Thank you very much for taking the time to review this manuscript. Please find attached the detailed responses and the corresponding  corrections in blue color in the re-submitted files.

Author Response File: Author Response.pdf

Reviewer 4 Report

Comments and Suggestions for Authors

The peer-reviewed manuscript “Novel dry powder of hyaluronic acid-vancomycin complex for inhalation useful on pulmonary infections associated to cystic fibrosis” is highly relevant, since the authors propose a new approach to the treatment of pulmonary infections in patients with cystic fibrosis. Inhaled formulations containing vancomycin may be more effective and safer than traditional treatments such as intravenous administration.
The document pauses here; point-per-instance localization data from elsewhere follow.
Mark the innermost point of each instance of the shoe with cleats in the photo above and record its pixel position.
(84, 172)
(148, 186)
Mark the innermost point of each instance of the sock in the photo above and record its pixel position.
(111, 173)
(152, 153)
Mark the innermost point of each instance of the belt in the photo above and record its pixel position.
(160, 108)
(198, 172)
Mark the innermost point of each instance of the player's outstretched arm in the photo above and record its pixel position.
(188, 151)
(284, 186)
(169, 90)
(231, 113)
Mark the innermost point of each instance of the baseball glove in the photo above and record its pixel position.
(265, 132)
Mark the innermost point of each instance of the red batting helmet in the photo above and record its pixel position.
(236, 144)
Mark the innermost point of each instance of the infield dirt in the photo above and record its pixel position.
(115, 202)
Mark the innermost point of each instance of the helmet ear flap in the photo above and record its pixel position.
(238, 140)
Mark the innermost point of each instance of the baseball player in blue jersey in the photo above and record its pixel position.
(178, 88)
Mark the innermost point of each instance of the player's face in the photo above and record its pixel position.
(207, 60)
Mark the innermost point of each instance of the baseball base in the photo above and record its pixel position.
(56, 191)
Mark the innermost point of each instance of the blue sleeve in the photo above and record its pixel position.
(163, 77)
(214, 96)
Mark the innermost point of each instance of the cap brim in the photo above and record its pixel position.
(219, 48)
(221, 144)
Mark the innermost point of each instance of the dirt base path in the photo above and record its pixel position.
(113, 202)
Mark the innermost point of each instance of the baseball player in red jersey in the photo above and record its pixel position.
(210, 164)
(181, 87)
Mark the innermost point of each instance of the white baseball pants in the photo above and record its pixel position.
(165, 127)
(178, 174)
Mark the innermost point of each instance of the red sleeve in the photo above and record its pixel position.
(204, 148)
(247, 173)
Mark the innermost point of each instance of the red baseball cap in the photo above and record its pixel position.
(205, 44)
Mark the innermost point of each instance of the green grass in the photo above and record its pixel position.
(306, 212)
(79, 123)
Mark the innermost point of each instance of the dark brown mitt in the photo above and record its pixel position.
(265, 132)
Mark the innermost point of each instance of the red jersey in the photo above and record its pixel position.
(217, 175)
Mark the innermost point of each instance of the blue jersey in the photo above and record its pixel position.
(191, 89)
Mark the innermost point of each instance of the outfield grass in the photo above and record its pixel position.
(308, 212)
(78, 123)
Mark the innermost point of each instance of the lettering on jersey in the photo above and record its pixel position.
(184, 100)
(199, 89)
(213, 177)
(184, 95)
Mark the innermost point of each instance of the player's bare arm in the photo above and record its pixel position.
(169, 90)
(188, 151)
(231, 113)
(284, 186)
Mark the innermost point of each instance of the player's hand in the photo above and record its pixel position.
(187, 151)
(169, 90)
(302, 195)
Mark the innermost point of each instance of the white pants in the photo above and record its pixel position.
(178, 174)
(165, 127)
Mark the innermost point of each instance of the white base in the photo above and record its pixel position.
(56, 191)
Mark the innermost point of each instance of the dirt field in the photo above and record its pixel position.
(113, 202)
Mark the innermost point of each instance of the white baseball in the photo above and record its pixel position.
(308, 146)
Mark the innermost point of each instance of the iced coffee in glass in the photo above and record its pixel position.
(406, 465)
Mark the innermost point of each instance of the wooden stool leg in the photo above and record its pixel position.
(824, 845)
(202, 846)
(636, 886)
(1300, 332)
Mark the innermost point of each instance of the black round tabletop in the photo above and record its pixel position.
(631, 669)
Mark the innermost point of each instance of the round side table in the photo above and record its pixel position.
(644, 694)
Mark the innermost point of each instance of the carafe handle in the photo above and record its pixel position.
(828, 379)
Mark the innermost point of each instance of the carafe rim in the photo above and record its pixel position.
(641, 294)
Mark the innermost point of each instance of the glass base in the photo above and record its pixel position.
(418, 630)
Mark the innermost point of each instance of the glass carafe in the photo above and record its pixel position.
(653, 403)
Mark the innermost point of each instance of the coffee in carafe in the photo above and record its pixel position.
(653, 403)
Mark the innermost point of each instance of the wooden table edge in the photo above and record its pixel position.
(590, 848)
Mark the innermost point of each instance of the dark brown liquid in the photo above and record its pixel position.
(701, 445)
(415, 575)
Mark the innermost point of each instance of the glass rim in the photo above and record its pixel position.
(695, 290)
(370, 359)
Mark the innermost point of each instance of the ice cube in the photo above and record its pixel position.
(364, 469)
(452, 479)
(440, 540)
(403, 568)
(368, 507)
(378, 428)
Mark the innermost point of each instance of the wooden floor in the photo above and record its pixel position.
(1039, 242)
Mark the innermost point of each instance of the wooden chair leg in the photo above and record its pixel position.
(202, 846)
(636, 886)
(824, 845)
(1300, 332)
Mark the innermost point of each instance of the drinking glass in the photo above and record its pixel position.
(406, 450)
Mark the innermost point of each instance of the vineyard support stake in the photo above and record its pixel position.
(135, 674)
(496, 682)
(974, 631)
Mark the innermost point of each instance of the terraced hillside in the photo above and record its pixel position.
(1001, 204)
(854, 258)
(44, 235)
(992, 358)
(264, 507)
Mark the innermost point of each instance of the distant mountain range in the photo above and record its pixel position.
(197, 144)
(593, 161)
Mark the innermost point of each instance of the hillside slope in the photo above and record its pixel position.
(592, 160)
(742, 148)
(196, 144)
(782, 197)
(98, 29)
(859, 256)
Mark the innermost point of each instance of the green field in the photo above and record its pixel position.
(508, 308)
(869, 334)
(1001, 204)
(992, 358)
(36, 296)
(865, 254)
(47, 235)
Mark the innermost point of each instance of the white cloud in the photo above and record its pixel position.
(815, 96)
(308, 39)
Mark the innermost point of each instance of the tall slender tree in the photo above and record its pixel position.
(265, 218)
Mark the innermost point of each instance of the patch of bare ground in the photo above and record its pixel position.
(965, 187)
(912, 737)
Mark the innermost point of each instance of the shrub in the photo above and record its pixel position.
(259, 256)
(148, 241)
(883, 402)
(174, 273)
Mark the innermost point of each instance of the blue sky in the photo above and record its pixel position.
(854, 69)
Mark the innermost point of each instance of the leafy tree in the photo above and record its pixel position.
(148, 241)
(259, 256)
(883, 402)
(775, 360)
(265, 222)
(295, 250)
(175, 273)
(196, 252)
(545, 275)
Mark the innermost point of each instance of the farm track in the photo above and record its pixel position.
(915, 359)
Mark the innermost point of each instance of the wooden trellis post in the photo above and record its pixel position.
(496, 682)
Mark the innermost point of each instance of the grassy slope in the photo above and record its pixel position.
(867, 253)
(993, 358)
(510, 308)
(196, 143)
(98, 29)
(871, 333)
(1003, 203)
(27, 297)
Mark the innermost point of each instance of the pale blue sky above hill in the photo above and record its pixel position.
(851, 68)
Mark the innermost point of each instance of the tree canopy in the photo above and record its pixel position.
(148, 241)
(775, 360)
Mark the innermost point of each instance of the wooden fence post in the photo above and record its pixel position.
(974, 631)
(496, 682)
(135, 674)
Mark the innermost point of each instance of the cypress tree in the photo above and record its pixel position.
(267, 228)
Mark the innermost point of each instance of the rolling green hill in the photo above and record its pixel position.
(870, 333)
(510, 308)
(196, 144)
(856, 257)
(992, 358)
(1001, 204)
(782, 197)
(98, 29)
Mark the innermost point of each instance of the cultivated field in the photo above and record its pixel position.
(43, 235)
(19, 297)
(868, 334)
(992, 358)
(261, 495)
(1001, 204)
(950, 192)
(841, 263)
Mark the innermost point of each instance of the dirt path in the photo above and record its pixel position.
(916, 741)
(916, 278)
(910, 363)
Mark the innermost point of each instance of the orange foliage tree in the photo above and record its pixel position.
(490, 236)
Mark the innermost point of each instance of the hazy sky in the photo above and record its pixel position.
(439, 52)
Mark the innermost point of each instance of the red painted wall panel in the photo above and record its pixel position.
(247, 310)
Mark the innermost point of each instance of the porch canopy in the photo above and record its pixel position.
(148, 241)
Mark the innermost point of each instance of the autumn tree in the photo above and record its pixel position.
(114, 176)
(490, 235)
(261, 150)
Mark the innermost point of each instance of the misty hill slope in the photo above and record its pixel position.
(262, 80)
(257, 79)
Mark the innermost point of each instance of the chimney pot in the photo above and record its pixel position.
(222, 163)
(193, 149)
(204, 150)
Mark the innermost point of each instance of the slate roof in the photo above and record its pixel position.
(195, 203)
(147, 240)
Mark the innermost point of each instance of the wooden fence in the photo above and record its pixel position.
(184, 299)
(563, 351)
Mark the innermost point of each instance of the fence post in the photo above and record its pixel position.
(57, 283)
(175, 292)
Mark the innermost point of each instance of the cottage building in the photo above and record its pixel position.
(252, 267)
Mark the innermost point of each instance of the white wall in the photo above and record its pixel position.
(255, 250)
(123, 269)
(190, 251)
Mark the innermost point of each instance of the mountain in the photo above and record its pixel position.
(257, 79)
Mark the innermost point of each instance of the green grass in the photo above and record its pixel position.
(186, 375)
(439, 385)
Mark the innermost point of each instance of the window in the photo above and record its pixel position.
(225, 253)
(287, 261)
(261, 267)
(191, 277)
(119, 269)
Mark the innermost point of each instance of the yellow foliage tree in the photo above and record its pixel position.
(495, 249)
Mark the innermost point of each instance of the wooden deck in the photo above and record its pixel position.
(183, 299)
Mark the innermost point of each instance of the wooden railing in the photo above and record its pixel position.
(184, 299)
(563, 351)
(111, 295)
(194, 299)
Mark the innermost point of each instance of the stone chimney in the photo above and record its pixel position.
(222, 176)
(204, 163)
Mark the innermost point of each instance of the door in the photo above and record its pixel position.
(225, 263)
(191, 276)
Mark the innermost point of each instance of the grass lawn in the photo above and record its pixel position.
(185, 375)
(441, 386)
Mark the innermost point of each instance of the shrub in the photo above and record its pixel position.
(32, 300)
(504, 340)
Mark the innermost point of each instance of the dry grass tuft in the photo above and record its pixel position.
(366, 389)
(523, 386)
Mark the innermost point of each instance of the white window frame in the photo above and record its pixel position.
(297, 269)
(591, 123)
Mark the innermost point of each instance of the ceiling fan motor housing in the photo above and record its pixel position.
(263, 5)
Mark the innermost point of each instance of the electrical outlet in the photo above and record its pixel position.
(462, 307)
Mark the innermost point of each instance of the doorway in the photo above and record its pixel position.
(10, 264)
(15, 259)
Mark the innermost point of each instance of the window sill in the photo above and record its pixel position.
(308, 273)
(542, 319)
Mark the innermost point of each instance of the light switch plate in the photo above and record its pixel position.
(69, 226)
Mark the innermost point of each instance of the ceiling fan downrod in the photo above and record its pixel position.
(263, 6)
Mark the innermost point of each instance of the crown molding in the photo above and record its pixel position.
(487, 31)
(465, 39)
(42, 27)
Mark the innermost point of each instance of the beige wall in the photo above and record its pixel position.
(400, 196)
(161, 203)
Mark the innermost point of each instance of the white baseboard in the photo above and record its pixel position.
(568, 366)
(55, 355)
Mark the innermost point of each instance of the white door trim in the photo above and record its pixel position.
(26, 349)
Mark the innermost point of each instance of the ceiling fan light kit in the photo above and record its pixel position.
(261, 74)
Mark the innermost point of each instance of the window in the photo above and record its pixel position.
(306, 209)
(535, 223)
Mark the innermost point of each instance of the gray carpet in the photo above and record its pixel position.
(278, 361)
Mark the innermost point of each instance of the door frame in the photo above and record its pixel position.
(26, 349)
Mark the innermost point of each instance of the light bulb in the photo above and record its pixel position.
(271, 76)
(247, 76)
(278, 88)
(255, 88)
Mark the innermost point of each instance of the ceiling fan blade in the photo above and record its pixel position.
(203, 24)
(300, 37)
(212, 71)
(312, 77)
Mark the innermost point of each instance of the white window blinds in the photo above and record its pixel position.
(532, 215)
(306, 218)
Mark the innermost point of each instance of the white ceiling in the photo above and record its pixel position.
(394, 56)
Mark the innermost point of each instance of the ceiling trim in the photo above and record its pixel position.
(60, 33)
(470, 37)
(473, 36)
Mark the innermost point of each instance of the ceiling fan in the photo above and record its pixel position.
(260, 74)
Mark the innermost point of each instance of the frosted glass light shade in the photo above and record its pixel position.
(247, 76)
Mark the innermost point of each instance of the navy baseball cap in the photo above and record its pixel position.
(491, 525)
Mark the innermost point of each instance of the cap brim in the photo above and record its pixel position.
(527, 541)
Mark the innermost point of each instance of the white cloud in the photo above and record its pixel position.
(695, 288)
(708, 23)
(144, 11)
The study results indicate that the hyaluronic acid vancomycin complex has suitable aerosol characteristics to reach deep lungs and also has a sustained release of vancomycin, which may improve treatment efficacy.

In summary, the work demonstrates the potential of the new inhaled formulation HA-VAN for the treatment of pulmonary infections in patients with cystic fibrosis, which makes it important and this manuscript will be of interest to readers of Pharmaceutics MDPI.

The article is well designed, illustrated, written in accessible scientific language and, in my opinion, does not require additional edits.

Author Response

Thank you very much for taking the time to review this manuscript. Please find attached the corresponding corrections in blue color in the re-submitted files.

Author Response File: Author Response.pdf

Round 2

Reviewer 1 Report

Comments and Suggestions for Authors

The authors re-submitted the manuscript with all my comments and suggestions addressed. After the second review, I would recommend acceptance of the manuscript.